We Cannot Afford Not To Fix Healthcare
I am growing weary of the constant drum beat of Joe Scarborough every morning that we just can’t afford health care for everybody. And with the President leaving for Europe this morning, Morning Joe has been on a big kick about how France and Germany say that Obama is spending too much money, and if even France thinks it’s too much, it must really be too much. It’s a typical Republican spin of a situation that draws a wrong conclusion from someone’s position.
What the Europeans are upset about is the massive bailout package for the financial sector of our economy, and they refuse to do the same for their banks and financial institutions. Why? It’s really quite simple. The people of Europe are not about to fall through the cracks that have formed in the economic meltdown because they will still have health care even if they lose their jobs. They can go back to school and still maintain their health. What a thought!
I have shared before how I lost my job as a college instructor some six years ago when my department was closed by the community college where I taught, but I realize in today’s debate over health care that the situation that happened to me and my colleagues is pertinent to the issues that face the workers in Detroit as well as workers across the nation. For a period of five years I was fired and rehired every year until the last. You may wonder why I didn’t go out and find another job during that time, and that is a fair question. I do have an answer to that question. I was unable to find a job that would give me the same healthcare benefits that I needed from the State of Texas. The same was true for my colleagues, all of which except one were in their fifties when the carnage came down upon our heads.
I can’t totally fault the college for discontinuing our program. For the last decade the court reporting school business nationwide was in a major nosedive due to declining enrollments. In fact, 75% of court reporting schools nationwide closed in that period. The fault I do find with the college is in the way they went about closing the program. We did have a number of students who were in various stages of completion of the program, and it was required by law that they be given an opportunity to achieve their goals of becoming court reporters. So the program had to be continued for a certain period.

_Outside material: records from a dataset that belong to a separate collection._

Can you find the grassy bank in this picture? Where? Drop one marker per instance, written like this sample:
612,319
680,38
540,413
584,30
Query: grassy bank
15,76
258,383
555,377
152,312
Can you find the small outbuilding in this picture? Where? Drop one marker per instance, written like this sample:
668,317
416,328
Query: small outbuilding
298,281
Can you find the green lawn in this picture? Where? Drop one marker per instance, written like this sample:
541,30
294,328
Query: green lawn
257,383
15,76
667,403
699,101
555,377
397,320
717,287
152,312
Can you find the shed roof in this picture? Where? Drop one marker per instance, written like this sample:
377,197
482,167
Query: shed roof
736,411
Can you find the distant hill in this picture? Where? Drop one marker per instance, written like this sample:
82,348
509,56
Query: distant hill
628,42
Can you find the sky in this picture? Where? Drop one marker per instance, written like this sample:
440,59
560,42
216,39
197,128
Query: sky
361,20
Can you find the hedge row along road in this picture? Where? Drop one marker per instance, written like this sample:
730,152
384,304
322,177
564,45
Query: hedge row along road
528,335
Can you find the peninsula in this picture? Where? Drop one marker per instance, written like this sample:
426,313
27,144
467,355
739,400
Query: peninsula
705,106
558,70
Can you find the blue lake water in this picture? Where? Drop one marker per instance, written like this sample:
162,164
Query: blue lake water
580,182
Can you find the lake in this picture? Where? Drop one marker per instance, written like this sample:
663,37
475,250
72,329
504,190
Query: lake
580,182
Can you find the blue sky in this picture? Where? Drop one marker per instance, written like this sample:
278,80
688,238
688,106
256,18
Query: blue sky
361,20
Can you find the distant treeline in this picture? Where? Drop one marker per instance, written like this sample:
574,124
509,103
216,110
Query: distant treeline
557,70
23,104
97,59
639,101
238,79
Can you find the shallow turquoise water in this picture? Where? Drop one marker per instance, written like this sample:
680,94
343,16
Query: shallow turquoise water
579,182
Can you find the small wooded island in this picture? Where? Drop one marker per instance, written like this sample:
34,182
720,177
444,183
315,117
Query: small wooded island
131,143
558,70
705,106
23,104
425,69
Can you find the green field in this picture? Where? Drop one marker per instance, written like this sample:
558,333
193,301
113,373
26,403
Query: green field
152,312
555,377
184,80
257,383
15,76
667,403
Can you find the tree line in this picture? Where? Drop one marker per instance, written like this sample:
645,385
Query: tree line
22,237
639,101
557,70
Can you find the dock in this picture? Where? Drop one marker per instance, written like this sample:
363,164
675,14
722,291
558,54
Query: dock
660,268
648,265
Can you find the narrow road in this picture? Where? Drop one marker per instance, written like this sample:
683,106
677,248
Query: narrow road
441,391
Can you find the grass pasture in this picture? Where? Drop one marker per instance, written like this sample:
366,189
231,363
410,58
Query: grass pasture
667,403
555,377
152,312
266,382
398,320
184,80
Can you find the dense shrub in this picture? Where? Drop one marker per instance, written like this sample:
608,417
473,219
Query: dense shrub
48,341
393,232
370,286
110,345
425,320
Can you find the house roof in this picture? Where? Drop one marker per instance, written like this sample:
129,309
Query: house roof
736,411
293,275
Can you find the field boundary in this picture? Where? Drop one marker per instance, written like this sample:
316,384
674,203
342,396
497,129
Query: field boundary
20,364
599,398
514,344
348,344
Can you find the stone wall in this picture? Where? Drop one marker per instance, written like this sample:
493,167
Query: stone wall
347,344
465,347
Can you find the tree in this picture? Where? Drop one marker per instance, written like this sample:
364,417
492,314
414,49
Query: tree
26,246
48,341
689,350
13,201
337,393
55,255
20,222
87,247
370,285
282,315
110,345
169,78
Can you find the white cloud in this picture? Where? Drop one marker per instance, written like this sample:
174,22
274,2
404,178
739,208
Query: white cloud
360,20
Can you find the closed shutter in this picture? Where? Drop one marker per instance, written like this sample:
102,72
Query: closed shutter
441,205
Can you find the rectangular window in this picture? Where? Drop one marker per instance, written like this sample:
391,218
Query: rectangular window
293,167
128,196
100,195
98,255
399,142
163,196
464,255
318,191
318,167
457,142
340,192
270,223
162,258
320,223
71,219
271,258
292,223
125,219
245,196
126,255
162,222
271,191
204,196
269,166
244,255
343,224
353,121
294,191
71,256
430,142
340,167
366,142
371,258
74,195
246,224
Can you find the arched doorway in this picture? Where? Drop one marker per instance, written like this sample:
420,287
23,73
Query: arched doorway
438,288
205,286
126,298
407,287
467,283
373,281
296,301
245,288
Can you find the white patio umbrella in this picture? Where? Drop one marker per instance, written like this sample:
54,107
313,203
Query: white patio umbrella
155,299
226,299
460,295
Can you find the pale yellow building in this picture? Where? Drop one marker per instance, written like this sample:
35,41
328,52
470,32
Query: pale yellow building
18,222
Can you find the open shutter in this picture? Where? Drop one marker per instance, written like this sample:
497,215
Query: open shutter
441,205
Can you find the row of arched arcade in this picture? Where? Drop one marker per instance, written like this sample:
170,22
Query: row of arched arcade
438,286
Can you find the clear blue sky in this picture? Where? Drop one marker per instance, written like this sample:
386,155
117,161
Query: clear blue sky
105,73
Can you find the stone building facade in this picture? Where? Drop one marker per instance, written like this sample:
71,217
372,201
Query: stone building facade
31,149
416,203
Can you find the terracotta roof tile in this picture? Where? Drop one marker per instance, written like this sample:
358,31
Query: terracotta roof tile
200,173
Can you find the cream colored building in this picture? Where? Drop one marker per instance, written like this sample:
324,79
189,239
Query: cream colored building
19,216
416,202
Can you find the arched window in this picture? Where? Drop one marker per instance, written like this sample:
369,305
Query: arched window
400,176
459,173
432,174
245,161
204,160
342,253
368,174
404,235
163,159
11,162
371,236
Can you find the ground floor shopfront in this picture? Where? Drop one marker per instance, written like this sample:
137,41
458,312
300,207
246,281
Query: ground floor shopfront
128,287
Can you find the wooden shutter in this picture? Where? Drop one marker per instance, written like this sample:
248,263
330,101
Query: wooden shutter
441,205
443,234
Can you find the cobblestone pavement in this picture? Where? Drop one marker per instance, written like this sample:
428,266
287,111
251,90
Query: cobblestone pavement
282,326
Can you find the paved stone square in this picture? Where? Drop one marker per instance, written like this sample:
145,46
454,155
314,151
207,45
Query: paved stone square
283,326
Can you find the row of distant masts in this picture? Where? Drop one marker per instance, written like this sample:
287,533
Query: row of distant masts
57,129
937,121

The other factor was that we, the faculty in the program, did everything we could to reverse the school’s decision to close the program altogether, and we were given a chance to improve our enrollment figures, but we weren’t given any funds with which to advertise and perform recruitment.
The whole thing resulted in a slow and painful coast to extinction. While the college didn’t exactly give us a fighting chance, we were under great pressure as individuals to fight back in every way that we could. Due to the age of our faculty, we were all at that stage in life where access to medical care is not a future need, but a current everyday need. All of us had some sort of chronic medical problem that required medical attention.

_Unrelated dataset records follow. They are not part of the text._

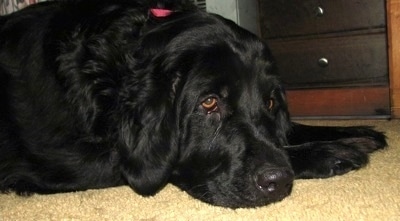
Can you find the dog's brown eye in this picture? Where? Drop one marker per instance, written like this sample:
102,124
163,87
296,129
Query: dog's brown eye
210,104
270,104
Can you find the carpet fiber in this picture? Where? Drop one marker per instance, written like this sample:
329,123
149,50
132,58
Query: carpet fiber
372,193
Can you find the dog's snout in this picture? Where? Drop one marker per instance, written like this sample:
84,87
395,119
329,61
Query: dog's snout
275,183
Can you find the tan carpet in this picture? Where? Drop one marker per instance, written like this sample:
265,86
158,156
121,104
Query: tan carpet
372,193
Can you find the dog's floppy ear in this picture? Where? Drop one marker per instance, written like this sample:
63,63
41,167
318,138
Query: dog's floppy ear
147,140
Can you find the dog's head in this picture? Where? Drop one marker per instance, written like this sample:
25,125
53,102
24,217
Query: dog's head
215,117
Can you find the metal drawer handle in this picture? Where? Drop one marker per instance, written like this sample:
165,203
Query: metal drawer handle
319,11
323,62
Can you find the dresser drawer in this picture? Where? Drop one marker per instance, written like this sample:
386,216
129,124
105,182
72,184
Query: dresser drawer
332,62
283,18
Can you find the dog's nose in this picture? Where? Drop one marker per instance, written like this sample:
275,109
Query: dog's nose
275,183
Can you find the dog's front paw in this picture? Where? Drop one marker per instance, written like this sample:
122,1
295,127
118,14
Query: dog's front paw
326,159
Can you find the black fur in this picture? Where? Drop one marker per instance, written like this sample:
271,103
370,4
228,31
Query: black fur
97,94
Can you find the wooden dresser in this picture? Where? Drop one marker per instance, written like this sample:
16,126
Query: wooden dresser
331,54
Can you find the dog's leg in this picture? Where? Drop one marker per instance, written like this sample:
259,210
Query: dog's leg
321,159
300,134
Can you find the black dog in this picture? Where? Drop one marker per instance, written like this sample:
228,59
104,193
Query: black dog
97,94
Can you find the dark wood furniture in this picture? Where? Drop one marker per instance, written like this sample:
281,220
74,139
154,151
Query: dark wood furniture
331,54
393,18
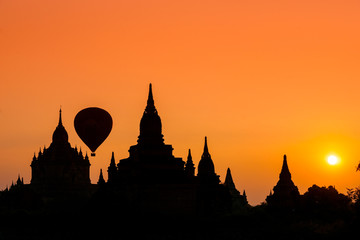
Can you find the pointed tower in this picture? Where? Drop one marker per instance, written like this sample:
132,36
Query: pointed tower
229,183
285,193
60,136
150,124
101,180
189,166
151,160
206,169
112,170
60,166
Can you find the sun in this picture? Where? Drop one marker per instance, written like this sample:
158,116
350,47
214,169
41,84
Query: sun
332,160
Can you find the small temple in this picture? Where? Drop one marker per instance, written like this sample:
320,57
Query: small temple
285,194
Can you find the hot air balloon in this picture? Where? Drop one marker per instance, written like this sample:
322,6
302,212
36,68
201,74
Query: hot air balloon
93,125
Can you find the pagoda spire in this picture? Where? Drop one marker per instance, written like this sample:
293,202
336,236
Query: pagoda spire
228,179
206,150
60,119
285,173
112,169
101,178
150,124
206,166
150,107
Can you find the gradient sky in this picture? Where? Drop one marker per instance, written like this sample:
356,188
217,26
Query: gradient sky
260,78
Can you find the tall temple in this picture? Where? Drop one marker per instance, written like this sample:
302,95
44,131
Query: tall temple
152,178
285,194
60,169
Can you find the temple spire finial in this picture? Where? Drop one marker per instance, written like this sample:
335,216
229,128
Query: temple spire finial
60,120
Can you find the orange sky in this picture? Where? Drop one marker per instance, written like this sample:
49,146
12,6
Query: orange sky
259,78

So instead of embracing the change in our lives, as the college kept telling us that we should, and moving on, we were all in this situation where we couldn’t give up our jobs. So we fought to hang on to them. What the college did in response was pick us off one by one until their mission was accomplished. Here’s where cynicism came into the equation.
One of our “benefits” from the State of Texas was that if we were still employed by the college, and had been for 11 years, when we reached our 55th birthday, we could keep our health insurance until we got to 65 and got on Medicare. Now, that seems pretty straightforward, but that’s not exactly how we were told it worked. We were led to believe that even if we left before we turned 55, as long as we had 11 years with the State in one way or another, we would be able to get back on the insurance program upon our 55th birthday. That’s a fine line, but it was an important one.
And the college used that misleading information to soften the blow as they picked us off one after another once we turned 54. I know that may sound as though we were sure a bunch of dummies not to realize what was going on, but the college maintained the upper hand all along.
As each of us reached our 54th birthday, we were notified that we were to be terminated at the end of that school year. We were summoned to the Administration Building at the end of the school year, after we had each gone our own way for the summer, where we were informed that we would be losing our healthcare benefit forever due to the fact that we were not yet 55.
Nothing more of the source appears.